Elle, devint notre maçon, construisant une maison du monde, véritable cité de Babel, imaginée à une période, pas si lointaine, où les points cardinaux de l’Est et de l’Ouest ne se vivaient qu’au travers d’un mur. Ceux qui depuis l’habitent, savent que, loin d’être une utopie, Elle, avait compris, avant l’heure, que la seule frontière réelle est celle séparant le bleu de la vie et l’ébène du vide sidéral.

Mais un jour fatidique, Elle, sut que le dernier décompte serait le grand Final.

Alors, dans une tournée d’adieu, silencieuse, Elle, nous salua tous, des pôles à l’équateur, n’oubliant personne, des plus grandes métropoles aux plus reculés des déserts.

Je l’admirais encore et toujours, regardant maintenant son fier carénage, sur mon écran d’ordinateur, en Haute Définition.

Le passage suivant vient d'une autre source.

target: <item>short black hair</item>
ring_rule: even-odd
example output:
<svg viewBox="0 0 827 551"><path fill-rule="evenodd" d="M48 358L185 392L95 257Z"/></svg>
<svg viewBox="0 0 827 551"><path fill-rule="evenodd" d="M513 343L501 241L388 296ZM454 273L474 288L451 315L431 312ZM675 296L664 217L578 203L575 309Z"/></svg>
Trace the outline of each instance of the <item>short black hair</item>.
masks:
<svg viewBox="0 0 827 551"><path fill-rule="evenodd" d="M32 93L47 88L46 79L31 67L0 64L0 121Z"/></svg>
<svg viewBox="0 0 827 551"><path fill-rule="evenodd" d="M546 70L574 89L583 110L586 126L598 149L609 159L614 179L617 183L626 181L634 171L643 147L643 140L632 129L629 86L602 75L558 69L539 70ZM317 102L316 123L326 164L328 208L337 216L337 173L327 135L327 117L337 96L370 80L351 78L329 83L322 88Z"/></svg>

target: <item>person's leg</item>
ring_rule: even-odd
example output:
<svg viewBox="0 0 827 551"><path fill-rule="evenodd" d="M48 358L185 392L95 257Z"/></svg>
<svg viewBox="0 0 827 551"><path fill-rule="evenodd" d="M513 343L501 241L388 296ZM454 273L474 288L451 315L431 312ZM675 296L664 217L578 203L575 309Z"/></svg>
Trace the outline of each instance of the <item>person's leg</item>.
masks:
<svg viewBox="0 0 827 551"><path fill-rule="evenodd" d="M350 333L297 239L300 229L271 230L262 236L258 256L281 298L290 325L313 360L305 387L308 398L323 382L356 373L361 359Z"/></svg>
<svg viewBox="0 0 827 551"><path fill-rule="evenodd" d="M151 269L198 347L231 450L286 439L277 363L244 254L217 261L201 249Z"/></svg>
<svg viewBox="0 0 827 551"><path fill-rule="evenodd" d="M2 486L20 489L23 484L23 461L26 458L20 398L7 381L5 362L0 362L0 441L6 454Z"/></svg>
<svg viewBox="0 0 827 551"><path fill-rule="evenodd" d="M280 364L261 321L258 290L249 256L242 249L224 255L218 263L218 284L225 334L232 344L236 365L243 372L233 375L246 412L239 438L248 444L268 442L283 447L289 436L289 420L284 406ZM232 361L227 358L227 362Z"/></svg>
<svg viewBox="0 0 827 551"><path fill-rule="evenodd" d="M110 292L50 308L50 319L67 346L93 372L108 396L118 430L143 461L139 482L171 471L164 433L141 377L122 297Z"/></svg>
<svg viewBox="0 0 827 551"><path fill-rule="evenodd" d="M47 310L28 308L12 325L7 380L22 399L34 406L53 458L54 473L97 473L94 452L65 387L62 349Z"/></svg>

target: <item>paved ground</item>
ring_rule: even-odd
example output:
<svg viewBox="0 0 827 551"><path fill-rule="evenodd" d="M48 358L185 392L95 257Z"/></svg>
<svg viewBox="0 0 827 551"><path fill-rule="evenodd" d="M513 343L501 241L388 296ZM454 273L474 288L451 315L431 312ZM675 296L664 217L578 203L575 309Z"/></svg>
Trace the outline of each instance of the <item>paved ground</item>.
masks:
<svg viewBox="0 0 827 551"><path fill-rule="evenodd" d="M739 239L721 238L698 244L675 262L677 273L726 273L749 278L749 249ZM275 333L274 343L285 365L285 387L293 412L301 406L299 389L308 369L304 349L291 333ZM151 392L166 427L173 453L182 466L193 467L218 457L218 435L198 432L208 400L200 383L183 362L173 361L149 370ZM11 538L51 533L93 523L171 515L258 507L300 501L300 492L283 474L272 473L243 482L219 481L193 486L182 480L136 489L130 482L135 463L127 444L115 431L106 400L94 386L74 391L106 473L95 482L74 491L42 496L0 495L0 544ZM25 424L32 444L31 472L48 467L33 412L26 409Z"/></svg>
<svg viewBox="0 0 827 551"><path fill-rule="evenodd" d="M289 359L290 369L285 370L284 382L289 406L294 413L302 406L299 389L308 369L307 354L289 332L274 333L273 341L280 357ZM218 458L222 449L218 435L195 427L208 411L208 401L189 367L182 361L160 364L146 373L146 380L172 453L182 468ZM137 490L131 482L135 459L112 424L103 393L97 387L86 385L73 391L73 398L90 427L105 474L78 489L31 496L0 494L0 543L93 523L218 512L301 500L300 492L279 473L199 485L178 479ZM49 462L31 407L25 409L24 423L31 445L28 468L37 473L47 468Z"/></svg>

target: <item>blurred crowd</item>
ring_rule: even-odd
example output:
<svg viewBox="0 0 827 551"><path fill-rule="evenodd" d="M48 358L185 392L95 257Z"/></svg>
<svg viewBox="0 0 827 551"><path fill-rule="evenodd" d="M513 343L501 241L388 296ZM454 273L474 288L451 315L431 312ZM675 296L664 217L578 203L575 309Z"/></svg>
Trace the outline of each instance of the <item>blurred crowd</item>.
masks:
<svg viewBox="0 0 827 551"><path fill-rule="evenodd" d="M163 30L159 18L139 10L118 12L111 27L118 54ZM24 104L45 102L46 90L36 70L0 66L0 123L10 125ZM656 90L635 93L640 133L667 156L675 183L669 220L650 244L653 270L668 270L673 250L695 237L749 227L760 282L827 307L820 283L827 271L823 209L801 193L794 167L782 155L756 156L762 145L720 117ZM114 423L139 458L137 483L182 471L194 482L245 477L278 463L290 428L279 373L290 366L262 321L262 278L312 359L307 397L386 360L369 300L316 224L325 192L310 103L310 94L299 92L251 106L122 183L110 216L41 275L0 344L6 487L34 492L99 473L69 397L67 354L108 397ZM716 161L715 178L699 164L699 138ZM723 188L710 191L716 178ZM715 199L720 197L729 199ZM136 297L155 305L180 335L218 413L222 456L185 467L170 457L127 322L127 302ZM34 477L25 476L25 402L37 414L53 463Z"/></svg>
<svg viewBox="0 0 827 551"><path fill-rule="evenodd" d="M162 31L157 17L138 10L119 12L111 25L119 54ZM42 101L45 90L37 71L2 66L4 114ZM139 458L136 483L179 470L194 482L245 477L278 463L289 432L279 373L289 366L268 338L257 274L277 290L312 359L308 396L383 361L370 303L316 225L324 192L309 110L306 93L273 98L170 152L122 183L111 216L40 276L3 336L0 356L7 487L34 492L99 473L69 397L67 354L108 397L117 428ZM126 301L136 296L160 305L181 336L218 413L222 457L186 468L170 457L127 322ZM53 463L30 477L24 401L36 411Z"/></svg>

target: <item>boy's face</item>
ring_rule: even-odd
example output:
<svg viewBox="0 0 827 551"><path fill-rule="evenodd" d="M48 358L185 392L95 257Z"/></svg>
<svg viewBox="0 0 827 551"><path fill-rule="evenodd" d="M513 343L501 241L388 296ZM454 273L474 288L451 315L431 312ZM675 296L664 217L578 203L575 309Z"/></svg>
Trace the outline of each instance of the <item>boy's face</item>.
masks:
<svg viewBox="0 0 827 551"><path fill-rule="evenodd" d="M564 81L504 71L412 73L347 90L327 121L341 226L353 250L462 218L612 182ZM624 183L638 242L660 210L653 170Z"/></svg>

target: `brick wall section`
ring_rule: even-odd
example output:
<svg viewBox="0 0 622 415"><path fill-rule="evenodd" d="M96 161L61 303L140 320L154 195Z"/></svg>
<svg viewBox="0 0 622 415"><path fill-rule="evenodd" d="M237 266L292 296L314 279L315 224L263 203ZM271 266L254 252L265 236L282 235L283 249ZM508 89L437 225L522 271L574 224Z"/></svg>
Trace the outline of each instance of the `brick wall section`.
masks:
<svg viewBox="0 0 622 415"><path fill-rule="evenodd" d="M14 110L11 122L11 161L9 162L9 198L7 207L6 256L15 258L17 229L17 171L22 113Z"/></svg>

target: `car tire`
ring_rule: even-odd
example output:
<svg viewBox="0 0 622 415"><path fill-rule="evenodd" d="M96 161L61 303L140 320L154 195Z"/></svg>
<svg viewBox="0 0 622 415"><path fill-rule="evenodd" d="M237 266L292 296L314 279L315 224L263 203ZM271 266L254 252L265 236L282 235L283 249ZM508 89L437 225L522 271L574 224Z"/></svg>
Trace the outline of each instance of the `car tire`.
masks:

Puis vint cette belle journée d’été où, sur une piste immaculée, telle une fleur fanée, la corolle de son parachute rouge et blanc, une dernière fois, se dégonfla.

Elle se croyait oiseau du ciel.

Elle ne fut jamais qu’un génial prototype fait de brique et d’acier, née de la main de l’Homme pour assouvir son insatiable besoin d’explorer.

Elle s’appelait Columbia, Challenger, Discovery, Entreprise ou Endeavour.

Elle fut ma secrète aventure de 30 ans. Ce n’était qu’une Navette … mais elle m’a fait rêver.